IInterpellé sur la possibilité de gagner de l’argent sur le broadcasting tv Belhouchet répond immédiatement par la négation arguant que les prix de la publicité sur ces chaines sont en dessous du seuil tolérable et qu’il est impossible aux télévisions de continuer à fonctionner en pareil cas.

« Est-ce que ces chaînes de télévision ne profiteraient pas de ressources financières occultes», s’interroge-t-il. « Le système audiovisuel né en Algérie à l’issue du printemps arabe n’est pas fiable. Et la bulle risque d’exploser d’un moment à un autre. » Il cite au passage une chaîne sur la place d’Alger qui est en vente, croulant qu’elle est  sous une dette de quelques 800 à 900 milliards de centimes.
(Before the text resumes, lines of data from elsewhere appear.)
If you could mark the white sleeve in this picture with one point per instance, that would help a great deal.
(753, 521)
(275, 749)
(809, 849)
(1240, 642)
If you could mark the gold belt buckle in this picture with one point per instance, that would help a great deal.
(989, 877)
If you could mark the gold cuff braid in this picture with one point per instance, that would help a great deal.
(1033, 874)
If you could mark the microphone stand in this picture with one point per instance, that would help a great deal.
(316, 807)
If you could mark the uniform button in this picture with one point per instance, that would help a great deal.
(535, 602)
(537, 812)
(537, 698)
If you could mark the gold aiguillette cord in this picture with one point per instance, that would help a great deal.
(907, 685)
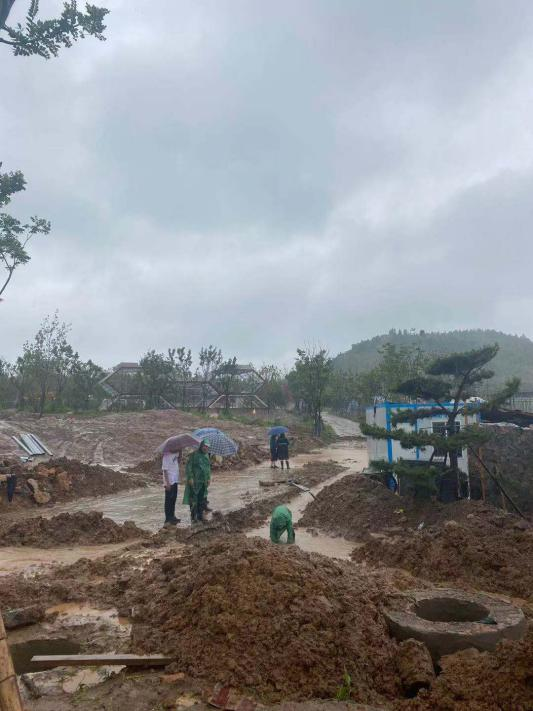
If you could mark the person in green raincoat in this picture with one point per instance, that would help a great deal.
(280, 522)
(198, 476)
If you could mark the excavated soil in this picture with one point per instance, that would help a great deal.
(254, 513)
(490, 553)
(122, 439)
(67, 529)
(269, 620)
(357, 506)
(482, 681)
(64, 480)
(248, 455)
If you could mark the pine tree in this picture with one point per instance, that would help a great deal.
(445, 385)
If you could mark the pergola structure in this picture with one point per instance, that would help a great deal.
(123, 386)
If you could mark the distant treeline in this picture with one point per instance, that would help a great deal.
(515, 357)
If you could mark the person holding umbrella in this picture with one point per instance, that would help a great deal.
(283, 450)
(273, 451)
(198, 475)
(170, 465)
(171, 451)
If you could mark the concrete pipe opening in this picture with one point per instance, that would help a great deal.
(448, 620)
(450, 609)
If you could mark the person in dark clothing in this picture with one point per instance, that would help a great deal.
(283, 450)
(170, 466)
(273, 451)
(198, 475)
(11, 486)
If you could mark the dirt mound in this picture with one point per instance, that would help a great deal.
(488, 681)
(509, 452)
(488, 552)
(357, 506)
(271, 620)
(66, 479)
(255, 512)
(82, 528)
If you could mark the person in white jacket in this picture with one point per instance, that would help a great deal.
(171, 476)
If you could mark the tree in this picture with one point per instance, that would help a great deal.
(226, 378)
(210, 358)
(83, 387)
(46, 37)
(156, 377)
(309, 380)
(181, 360)
(15, 235)
(43, 38)
(45, 358)
(397, 364)
(445, 385)
(272, 390)
(343, 392)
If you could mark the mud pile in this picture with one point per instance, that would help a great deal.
(65, 529)
(254, 513)
(357, 506)
(491, 552)
(274, 621)
(488, 681)
(67, 479)
(509, 452)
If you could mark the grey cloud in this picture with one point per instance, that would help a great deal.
(260, 174)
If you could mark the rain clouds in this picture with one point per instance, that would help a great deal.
(258, 175)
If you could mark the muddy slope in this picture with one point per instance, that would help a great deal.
(272, 620)
(474, 681)
(68, 529)
(488, 553)
(64, 480)
(356, 506)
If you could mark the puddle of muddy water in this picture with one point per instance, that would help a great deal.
(15, 559)
(307, 540)
(71, 614)
(226, 492)
(22, 652)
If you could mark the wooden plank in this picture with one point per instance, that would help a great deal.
(49, 661)
(9, 692)
(6, 665)
(9, 695)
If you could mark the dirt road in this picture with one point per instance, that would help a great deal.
(229, 490)
(342, 426)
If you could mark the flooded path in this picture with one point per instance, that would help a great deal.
(345, 453)
(228, 491)
(16, 559)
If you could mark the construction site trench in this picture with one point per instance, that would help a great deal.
(246, 622)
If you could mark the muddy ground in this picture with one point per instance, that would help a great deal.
(470, 543)
(127, 438)
(277, 623)
(59, 480)
(67, 529)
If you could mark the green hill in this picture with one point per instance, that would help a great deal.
(514, 358)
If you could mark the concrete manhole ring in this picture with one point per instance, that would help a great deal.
(449, 620)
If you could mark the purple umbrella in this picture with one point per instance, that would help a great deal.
(178, 442)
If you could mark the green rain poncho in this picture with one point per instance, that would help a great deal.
(281, 521)
(199, 470)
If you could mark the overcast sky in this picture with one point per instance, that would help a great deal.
(258, 175)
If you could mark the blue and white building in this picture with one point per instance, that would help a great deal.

A la question de savoir à quoi serait due la baisse des revenus publicitaires, Omar Belhouchet affirme que ce marché est chahuté et brisé par les pouvoirs publics. Selon lui, le chiffre d’affaires du marché publicitaire en Algérie est ridiculement bas.

« Ce chiffre d’affaires est inférieur à celui de la Tunisie ou du Maroc. Il est de 250 millions de dollars alors qu’au royaume chérifien il est d’un milliard de dollars pour un nombre égal d’habitants. Idem pour le pays du jasmin qui affiche 300 millions de dollars pour 11 millions d’habitants. Ce résultat s’explique par le monopole de l’Etat sur la publicité publique et institutionnelle. La rare publicité qui passe dans quelques journaux est celle orientée vers des titres « privés » crées de toute pièce par les autorités qui tentent de faire croire à une diversité médiatique», assène-t-il.  « Un colonel s’occupe de la distribution des pages aux médias favoris dans les officines du DRS. L’Etat avec son monopole a cassé le marché de la publicité. C’est antiéconomique, ce n’est ni plus ni moins qu’une opération politique d’étouffement de la presse et de la liberté d’expression», conclut-il.